If even the Vegas casino and hospitality workers (the union is 54 percent Hispanic, 10 percent black) are refusing to join the Sanders “revolution,” if even this kind of union refuses to support a pro-labor lefty, why should we believe that Sanders would have a prayer of beating the lawless autocrat?
The union is currently circulating a flyer which warns that Sanders – alone among the six Democratic candidates under consideration – would “end Culinary Healthcare,” which currently covers 130,000 people.

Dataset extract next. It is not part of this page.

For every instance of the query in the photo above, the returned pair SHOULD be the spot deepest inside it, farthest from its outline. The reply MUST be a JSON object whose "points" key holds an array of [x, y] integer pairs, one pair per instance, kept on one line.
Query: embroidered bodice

Its first flyer, last week, assailed Sanders (though not by name) for promising pie-in-the-sky government care: “We will not hand over our healthcare for promises.”
That’s bad news for Sanders, who’s coming off a weak win in New Hampshire (where 74 percent of voters opposed him), and he’s hoping in Nevada to stop his moderate rivals from gaining traction. But the union is basically “the Hispanic turnout machine” (in the words of Nevada’s top political analyst), and its stance on health care is proof that Sanders isn’t viewed as a savior even by those who, on paper, should be in sync with his Bros.
Speaking of his Bros – and this is classic – would you care to guess how they’ve reacted to the union’s refusal to mount the ramparts? You know where this is going.
Union leaders put out a new statement yesterday: “Workers should have the right to choose the healthcare Culinary Union members have built, sacrificed for, and went on strike for…It’s disappointing that Senator Sanders’ supporters have viciously attacked the Culinary Union and working families in Nevada simply because our union has provided facts on what certain healthcare proposals might do to take away the system of care we have built over 8 decades.”
Big surprise, right? But this is a Nevada tradition for the Bros. Four years ago, at the state Democratic convention, they went ballistic when Sanders didn’t get as many delegates as they felt he should (Hillary had beaten him in the caucus). They threw chairs, screamed obscenities at Hillary surrogates, and used texts and cell messages to threaten the life of the state party chairwoman. Sound familiar?
The upside for Sanders, however, is that few of his rivals have matched his level of Hispanic outreach. Joe Biden still has some backstage support, assuming that he still has a pulse in Nevada. Elizabeth Warren may have a little traction, but the union reportedly isn’t wild about her government health care plan, either (even though it’s softer than Sanders’). Pete Buttgieg and Amy Klobuchar would protect private health care, but they’re barely organized in Nevada – the first voting state with a racially diverse electorate.
But the Culinary Union’s hostility to Sanders is a major shot across his bow. Most Americans – 58 percent, according to the Kaiser Family Foundation – are adamantly opposed to the elimination of private health coverage. If Sanders can’t even woo his seemingly natural allies, in a blue-trending state, how it is possible to believe he can ace the Electoral College?